Abstract

Abstract Objective: FG syndrome is an X-linked recessive disorder (p.R961W MED12 mutation) affecting phenotypic males and is characterized by intellectual disability, multiple congenital anomalies, hypotonia, constipation, and hyperactivity. Existing literature about syndromic presentations in adulthood is limited. This case study presents an adult with FG syndrome. Method: Patient is a 39-year-old White cisgender male with FG syndrome and confirmed p.R961W mutation. Pertinent history includes agenesis of corpus callosum, moderate intellectual disability, communication disorder, Tourette’s syndrome, attention-deficit/hyperactivity disorder, obsessive-compulsive disorder, bipolar disorder not otherwise specified, and posttraumatic stress disorder. Previous neuropsychological assessments found a generalized pattern of impairment. In early adulthood, the patient’s motor skills deteriorated, and he was hospitalized for aggression.
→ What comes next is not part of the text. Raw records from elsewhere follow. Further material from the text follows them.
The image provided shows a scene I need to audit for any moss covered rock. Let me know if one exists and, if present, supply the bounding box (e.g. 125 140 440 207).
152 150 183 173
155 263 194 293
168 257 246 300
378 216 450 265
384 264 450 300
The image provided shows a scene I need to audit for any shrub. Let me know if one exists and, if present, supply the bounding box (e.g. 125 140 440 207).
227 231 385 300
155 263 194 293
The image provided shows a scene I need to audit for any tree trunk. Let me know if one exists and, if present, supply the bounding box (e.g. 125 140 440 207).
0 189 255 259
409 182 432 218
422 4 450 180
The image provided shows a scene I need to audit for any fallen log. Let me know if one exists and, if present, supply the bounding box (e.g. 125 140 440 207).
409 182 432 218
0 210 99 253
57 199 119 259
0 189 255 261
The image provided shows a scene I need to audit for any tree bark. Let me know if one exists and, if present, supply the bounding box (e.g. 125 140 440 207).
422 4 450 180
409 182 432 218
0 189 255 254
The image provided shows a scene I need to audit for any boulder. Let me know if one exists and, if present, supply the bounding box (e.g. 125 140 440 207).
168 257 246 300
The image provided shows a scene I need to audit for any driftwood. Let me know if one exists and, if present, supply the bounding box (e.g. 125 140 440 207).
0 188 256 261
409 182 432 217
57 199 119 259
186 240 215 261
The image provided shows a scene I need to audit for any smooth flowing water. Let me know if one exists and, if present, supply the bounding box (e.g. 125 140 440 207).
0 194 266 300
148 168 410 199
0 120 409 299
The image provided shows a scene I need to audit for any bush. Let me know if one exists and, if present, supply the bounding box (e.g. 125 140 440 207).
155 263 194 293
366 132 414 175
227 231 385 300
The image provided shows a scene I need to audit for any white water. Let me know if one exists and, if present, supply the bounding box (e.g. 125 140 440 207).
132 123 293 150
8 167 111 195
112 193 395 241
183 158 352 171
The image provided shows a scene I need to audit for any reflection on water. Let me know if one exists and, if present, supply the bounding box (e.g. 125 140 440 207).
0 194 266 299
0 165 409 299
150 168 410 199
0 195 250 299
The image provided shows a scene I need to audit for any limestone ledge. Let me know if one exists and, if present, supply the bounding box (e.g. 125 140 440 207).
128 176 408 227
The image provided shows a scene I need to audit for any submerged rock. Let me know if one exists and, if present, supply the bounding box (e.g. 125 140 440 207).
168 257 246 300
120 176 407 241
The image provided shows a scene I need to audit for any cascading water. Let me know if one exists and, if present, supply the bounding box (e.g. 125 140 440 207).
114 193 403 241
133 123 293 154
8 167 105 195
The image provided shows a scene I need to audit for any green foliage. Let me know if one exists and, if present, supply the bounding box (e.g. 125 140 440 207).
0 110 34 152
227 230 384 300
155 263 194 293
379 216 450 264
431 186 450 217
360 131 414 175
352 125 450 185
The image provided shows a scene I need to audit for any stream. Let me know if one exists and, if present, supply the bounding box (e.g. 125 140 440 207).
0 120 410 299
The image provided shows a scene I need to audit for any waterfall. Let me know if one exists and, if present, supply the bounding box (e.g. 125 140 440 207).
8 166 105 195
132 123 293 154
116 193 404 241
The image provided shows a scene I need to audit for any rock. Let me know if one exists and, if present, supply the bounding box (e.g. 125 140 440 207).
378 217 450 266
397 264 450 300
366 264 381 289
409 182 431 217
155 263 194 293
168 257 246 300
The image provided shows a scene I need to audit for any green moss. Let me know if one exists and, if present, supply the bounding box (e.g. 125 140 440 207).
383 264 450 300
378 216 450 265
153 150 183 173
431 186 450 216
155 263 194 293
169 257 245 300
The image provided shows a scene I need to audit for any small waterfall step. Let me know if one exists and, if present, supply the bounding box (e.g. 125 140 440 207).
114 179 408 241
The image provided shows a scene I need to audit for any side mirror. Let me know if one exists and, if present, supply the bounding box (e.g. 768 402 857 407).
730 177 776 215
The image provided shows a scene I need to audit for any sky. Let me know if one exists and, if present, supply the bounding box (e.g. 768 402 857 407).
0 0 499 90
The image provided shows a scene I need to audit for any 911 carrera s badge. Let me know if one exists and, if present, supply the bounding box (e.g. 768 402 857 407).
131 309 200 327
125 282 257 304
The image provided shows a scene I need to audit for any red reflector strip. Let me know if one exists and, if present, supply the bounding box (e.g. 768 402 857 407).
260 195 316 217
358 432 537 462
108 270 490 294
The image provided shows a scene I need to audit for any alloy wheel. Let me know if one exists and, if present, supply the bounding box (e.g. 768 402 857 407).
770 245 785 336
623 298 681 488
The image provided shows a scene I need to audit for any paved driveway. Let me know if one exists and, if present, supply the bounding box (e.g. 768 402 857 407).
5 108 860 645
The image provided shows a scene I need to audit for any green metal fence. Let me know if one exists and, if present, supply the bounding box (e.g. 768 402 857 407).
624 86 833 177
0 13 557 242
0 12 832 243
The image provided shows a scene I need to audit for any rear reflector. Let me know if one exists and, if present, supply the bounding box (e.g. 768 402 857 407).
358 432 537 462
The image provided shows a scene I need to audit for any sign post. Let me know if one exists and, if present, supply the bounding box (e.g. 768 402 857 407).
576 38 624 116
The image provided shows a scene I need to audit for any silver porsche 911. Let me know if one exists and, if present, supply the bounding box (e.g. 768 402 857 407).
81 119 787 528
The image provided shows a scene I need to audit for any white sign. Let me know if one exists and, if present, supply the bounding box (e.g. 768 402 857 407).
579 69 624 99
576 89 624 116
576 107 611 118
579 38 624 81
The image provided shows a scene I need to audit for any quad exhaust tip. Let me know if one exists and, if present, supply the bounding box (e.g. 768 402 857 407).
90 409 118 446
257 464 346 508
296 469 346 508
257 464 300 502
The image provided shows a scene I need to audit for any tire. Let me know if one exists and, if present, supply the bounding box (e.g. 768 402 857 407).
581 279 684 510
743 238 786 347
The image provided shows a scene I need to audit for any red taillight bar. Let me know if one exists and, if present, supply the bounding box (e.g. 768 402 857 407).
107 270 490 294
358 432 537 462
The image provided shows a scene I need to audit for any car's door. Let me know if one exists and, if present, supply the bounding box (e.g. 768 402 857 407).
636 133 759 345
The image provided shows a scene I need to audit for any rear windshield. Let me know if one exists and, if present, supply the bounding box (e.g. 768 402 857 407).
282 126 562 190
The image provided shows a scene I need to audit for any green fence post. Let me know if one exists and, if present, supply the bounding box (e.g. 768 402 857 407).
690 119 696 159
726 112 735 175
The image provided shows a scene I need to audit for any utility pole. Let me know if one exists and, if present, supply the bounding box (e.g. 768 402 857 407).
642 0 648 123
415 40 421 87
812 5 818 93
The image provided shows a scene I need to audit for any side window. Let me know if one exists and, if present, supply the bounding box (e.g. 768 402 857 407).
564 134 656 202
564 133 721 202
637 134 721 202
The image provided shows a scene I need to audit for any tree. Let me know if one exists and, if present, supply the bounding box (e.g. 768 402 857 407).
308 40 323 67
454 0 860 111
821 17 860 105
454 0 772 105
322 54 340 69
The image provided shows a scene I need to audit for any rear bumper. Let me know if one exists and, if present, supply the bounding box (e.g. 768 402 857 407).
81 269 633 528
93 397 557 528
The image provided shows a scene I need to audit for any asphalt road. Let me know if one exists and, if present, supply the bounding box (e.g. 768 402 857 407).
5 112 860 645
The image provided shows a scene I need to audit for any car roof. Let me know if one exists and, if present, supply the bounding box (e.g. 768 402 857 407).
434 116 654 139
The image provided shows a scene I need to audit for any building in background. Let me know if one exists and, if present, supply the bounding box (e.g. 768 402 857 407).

At age 37, the patient was “declining” despite a normal CT scan (except for agenesis of corpus callosum) and development of intermittent paranoia and auditory and visual hallucinations. Results: An interdisciplinary evaluation, performed via telehealth, was completed at an academic medical center. Cognitive changes were denied. Hyperactivity, angry outbursts, affability, and talkativeness were reported. Behavioral and psychiatric symptoms decreased since a change in residence and homecare providers. Conclusions: Little is known about adults with FG syndrome. This case suggests that the behavioral phenotype of FG syndrome remains consistent into adulthood. While cognitive changes were not evident, a decline in motor function and the development of psychotic symptoms did occur. This case increases awareness about FG syndrome in adulthood and can inform clinical practice. Adults with FG syndrome can achieve meaningful goals with proper support from community services, supervised living, and therapeutic interventions.